U.S. authorities have virtually sealed any illuminating information about the recent FBI counterterrorism arrest of eight ISIS-tied Tajikistani nationals who crossed the southwest border a year ago. They were quickly freed amid the ongoing mass migration flood and claimed asylum. Federal law enforcement acted after a wiretap investigation intercepted communications that detected links to the Tajik-led ISIS-K terrorist group in Afghanistan and chatter about bombs and violent religious ideology. Though we are short of further details about the ISIS links and jihad talk, the initial arrests on immigration charges of border-crossing Tajik immigrants who were quickly freed at the border and got rolled up in a major counterterrorism dragnet constitute a momentous wake-up call that portends public policy consequences.
The multi-agency, FBI-led wiretap terrorism sting, just three months after four Tajik border infiltrators with the ISIS-K conducted a bloody, high body-count attack in Moscow that killed 145, comes too close to consummating an often-verbalized (and just as often ridiculed) fear of U.S.-Mexico border infiltration. That event and several others, including accidental terror suspect releases from the border and a thwarted box truck attack at Quantico Marine Corps Base in May by a Jordanian border-crosser, should demand a resolute U.S. homeland security enterprise pivot to mass border migration as a national security matter, a whole new public safety frontier.
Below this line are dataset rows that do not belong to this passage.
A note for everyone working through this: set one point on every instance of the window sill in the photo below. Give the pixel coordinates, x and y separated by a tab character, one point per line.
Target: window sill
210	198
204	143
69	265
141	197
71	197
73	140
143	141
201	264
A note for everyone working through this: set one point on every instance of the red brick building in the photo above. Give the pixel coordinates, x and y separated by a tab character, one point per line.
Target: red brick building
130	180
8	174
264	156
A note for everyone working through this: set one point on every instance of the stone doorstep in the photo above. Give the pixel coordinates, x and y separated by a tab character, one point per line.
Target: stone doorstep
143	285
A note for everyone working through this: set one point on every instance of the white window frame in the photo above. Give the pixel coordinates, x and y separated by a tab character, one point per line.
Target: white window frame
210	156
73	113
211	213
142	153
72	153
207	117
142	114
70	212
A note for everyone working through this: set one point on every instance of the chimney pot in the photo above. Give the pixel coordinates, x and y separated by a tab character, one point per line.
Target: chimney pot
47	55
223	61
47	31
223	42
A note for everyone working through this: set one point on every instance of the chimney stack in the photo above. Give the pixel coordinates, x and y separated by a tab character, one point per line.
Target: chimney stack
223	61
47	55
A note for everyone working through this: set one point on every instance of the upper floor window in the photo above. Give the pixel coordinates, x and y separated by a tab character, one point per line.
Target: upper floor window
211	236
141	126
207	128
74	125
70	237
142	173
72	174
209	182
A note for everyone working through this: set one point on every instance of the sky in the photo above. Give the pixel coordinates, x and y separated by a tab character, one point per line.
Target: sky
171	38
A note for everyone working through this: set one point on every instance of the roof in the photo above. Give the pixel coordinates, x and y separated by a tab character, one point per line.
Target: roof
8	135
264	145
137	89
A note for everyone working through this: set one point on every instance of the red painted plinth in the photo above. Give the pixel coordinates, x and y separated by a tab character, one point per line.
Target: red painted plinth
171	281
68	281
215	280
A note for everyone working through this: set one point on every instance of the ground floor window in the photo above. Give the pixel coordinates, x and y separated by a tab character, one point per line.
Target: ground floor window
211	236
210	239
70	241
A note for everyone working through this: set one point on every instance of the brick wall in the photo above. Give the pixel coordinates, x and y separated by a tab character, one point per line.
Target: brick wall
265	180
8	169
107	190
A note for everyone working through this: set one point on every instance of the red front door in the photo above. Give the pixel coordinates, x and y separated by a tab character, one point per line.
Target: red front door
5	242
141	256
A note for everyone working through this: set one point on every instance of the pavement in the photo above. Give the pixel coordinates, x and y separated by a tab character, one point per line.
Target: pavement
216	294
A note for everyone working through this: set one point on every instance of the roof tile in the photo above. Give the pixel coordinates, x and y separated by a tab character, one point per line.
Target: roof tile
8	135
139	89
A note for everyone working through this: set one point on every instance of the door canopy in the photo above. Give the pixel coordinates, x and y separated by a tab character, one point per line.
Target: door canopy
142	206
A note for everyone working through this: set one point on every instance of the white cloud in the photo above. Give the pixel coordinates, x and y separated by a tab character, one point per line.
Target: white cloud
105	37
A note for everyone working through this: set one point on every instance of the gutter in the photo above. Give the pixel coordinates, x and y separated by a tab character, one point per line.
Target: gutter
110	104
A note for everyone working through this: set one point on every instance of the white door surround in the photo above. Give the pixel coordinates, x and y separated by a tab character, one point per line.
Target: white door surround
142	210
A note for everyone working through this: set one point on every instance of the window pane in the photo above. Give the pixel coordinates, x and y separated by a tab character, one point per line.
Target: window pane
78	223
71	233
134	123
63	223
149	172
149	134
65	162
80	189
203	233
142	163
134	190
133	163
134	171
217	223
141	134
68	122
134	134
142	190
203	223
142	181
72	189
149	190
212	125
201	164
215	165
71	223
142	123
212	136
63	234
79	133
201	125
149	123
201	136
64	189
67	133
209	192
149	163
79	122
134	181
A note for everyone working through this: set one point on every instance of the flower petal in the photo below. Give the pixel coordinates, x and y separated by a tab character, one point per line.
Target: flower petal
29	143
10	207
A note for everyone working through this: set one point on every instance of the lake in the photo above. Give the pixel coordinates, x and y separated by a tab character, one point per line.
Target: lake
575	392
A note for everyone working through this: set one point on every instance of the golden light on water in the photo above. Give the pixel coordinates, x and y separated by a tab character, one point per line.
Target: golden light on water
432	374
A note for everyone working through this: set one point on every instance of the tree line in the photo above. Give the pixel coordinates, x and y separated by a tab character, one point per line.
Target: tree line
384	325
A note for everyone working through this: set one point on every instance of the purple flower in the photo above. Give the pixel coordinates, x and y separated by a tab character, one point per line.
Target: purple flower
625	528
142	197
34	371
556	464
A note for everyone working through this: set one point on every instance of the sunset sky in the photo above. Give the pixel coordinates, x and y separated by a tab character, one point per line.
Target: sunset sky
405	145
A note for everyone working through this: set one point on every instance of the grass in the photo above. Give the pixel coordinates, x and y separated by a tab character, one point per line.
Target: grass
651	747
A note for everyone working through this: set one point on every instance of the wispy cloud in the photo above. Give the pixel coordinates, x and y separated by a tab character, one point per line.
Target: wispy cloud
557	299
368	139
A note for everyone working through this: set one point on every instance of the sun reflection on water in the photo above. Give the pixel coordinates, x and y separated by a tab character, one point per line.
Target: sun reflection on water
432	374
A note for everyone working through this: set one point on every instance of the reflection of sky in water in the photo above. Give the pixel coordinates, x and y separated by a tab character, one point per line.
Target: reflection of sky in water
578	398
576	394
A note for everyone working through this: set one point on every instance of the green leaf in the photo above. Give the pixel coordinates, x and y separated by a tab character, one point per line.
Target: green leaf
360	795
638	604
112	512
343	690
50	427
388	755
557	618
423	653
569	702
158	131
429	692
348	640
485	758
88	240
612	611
But despite the public interest necessity of understanding and countering the terror travel tactic, mum has been the only official government word about the “Tajik 8” case since it came to light in early June through anonymously sourced leaks to reporters at the conservative-leaning New York Post and Fox News. Nor has the Tajik 8 case resonated much as a point of public debate, media punditry, or think tank analysis. CBS, NBC, CNN, and other outlets have confirmed the initial reports, which are not disputed by the government, but they seem to have little interest in the deeper implications of the story.